BroadLeaf

Structured JSONL Logging

ABSTRACT

The BroadLeaf library is a lightweight structured logging library for Python services and pipelines. Every log call produces a single, self-contained JSON Lines record. No external dependencies. Async drain thread so callers never wait on I/O.

Implemented as local in first dry runs, but scaffolding in place for sinks in the cloudy.

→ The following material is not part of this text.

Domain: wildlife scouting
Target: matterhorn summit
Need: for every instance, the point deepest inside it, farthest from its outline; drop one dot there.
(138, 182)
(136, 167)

{"ts":"2026-04-09T11:04:22.103Z","level":"INFO","component":"receiver","event":"batch_received","batch_id":"abc123","sample_count":864}
{"ts":"2026-04-09T11:04:22.218Z","level":"INFO","component":"inference","event":"predict","prediction":"shake","confidence":0.71,"latency_ms":12.4,"batch_id":"abc123","weights":"v1.pt"}

Installation

# editable install (from within a uv project)
uv add --editable /path/to/broadleaf

# or as a path dependency in pyproject.toml
[tool.uv.sources]
broadleaf = { path = "/path/to/broadleaf", editable = true }

Dev dependencies (tests only):

uv sync --extra dev

Basic Wiring

from broadleaf import get_logger, configure, Level
from broadleaf.sinks.file_sink import FileSink

# Optional: call once at startup to set sink and minimum level.
# If omitted, defaults are read from LOG_SINK / LOG_LEVEL / LOG_DIR env vars.
configure(sink=FileSink(log_dir="logs"), min_level=Level.INFO)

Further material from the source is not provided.